İncelenen olayda, sanık tarafından keşide edilen 15.3.1992 ve
17.3.1992 keşide tarihli çekler, ödeme için süresinde hamil tarafından
muhatap bankaya ibraz edilmiş, muhatap bankaca karşılıksız oldukları çeklerin
arkasına yazılmıştır. Hamil süresinde şikayet hakkını kullanmış, düzeltme
hakkı için çıkarılan iadeli taahhütlü tebliğat 26.9.1992 tarihinde keşideciye
(sanık) yapılmıştır. 7.4.1992 tarihinde şikayet hakkı doğmadan cebri icra
yolu ile suça konu çeklerin bedellerinin tamamı ile 10 tazminat ve faizini
kapsayacak biçimde sanığın haczedilen mallarının satışı ile hamile ödeme
yapılmıştır. Bu husus temyiz dilekçesi, icra müdürlüğünün 2.3.1991 günlü
yazısı ve şikayetçinin 16.12.1993 günlü oturumdaki beyanından
anlaşılmaktadır.
Şikayet hakkı dahi dolmadan cebri icra yoluyla da olsa ödeme
yapıldığına göre bu ödemeyi iradi saymak ve muhatap banka veya herhangi bir
şubesi ibaresini de geniş yorumlamak gerektiğinden, çek bedellerinin
fer'ileri ile ödenmesi nedeniyle kamu davasının düşürülmesine karar vermek
gerekir.
Aksini kabul, sanığın suça konu çek bedellerini ikinci kez fer'ileri
ile beraber ödemesi sonucunu doğurur ki, bu durum hamilin sebepsiz
zenginleşmesine yol açar. Böyle bir durumu hukuk düzeninin kabul etmesi
düşünülemez.
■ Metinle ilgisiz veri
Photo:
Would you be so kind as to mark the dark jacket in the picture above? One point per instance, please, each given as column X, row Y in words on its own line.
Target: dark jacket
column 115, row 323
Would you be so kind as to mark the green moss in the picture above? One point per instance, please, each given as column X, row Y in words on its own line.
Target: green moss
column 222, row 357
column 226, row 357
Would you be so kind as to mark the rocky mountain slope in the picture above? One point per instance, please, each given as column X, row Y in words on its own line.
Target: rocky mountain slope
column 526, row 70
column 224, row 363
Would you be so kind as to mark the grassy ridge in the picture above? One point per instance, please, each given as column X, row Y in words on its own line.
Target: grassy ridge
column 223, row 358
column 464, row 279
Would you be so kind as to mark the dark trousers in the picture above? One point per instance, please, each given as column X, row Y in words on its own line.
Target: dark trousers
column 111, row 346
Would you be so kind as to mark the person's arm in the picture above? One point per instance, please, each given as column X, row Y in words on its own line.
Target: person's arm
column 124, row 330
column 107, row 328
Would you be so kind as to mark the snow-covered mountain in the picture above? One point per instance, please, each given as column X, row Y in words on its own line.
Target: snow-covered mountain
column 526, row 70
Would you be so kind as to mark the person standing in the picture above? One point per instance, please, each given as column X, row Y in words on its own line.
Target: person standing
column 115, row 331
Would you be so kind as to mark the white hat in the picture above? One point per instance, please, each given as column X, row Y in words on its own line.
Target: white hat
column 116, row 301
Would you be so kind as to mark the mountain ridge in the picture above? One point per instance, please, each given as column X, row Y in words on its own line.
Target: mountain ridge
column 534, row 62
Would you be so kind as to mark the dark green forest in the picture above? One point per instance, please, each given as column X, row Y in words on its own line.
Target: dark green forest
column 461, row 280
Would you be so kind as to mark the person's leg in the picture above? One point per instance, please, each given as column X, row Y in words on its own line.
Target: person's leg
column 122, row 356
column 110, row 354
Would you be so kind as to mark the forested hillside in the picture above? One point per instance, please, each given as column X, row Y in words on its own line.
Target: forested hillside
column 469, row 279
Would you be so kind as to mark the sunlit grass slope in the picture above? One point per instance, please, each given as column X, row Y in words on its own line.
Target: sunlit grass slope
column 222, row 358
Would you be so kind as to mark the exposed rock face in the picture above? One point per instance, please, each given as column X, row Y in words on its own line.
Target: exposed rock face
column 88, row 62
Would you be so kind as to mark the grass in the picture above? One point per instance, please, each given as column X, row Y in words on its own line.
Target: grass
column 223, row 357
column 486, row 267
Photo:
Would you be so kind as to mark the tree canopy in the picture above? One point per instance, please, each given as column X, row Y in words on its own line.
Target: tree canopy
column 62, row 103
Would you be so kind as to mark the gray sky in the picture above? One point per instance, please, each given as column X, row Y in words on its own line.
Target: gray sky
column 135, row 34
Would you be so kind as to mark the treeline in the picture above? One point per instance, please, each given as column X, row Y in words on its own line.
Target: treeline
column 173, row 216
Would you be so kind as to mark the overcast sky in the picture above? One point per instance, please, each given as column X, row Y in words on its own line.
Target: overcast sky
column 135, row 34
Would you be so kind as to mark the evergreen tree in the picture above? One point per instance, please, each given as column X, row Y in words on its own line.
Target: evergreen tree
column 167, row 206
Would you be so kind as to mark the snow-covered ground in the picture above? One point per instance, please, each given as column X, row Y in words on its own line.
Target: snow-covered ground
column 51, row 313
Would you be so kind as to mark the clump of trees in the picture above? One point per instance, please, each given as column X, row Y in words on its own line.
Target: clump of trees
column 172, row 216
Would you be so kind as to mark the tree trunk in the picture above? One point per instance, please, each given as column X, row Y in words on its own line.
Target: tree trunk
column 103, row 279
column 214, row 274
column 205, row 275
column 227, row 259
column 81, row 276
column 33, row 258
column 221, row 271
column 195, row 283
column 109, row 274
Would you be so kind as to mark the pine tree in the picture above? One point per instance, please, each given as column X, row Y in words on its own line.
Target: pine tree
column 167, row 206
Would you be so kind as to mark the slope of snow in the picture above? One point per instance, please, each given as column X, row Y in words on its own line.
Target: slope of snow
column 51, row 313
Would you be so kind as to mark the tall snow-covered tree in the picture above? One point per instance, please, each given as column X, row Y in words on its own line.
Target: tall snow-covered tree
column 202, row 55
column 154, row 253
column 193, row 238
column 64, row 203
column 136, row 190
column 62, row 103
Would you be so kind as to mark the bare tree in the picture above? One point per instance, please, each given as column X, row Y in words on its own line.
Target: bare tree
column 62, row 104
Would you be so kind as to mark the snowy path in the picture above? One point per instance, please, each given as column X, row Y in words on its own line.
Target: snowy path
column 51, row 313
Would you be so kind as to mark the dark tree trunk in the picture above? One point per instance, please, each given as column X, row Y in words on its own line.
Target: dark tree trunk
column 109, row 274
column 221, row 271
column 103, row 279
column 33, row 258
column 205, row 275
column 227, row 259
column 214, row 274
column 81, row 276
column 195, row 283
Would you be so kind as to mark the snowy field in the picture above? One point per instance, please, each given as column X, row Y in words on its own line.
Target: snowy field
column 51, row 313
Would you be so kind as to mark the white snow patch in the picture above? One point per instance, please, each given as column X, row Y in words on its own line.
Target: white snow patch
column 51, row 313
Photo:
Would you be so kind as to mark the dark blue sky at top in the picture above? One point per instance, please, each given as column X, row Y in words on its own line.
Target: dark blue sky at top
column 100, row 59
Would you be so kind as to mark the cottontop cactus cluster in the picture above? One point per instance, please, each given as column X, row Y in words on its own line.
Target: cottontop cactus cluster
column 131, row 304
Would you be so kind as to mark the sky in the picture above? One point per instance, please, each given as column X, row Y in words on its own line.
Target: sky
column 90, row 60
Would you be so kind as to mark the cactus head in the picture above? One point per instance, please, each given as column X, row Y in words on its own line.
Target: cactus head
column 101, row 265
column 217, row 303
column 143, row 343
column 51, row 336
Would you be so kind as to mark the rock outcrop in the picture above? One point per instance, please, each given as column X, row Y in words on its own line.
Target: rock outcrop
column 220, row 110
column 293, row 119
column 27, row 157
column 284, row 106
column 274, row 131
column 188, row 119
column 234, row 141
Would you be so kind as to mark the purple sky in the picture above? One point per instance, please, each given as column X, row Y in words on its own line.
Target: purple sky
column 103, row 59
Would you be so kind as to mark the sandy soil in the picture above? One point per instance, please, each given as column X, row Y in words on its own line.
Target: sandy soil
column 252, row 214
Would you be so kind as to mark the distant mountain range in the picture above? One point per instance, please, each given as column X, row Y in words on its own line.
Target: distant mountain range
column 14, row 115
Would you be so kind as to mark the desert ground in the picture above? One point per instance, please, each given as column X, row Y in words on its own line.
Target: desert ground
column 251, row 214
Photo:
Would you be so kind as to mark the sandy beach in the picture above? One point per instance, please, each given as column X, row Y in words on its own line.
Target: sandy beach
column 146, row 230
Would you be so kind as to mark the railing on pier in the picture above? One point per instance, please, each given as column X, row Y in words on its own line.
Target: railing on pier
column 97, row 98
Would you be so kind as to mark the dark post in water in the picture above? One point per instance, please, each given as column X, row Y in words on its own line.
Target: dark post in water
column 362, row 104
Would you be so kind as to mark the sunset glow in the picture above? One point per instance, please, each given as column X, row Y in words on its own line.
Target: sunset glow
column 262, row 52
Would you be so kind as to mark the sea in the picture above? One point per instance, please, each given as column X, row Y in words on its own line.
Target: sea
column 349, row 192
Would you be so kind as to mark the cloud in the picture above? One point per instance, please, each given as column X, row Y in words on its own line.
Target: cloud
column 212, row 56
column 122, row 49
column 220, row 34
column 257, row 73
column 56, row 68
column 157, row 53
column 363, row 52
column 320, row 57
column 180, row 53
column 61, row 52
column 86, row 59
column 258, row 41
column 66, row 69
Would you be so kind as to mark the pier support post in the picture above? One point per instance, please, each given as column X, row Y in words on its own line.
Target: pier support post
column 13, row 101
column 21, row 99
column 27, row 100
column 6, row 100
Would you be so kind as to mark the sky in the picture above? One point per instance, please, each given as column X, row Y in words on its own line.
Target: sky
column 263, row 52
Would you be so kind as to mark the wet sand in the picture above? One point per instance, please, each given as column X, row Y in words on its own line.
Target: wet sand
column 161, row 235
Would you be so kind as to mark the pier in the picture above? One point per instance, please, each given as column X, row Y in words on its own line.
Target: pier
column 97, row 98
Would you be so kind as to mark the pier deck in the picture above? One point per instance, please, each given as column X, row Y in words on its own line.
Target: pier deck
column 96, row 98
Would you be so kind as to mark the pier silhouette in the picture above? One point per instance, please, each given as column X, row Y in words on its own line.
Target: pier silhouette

Ya da sanığın ikinci kez ödeme yapmaması durumunda, çek
bedellerini faizleri ile ödediği halde cezalandırılmasına sebep olur ki böyle
bir sonucunda hak ve adalet kurallarıyla bağdaşmadığı yasa koyucunun amacına
uygun bulunmadığı açıktır.
Bu itibarla itirazın kabulüyle, Özel Daire onama kararı kaldırılarak,
hükmün bozulmasına, bozma yeniden yargılama yapılmasını gerektirmediğinden
CYUY.nın 322. maddesinin verdiği yetkiye dayanılarak kamu davasının
düşürülmesine karar verilmelidir.
SONUÇ : Açıklanan nedenlerle, İtirazın kabulüne, Özel Daire onama
kararı kaldırılarak, hükmün BOZULMASINA, CYUY.nın 322. maddesinin verdiği
yetkiye dayanılarak kamu davasının düşürülmesine 7.11.1994 gününde
oybirliğiyle karar verildi.
Birinci Başkanvekili 8.C.D.Bşk. 1.C.D.Bşk. 10.C.D.Bşk.
Mehmet UYGUN M.AKSOY T.GÜVEN H.DOĞAN
7.C.D.Bşk. 5.C.D.Bşk. 9.C.D.Bşk. 6.C.D.Bşk.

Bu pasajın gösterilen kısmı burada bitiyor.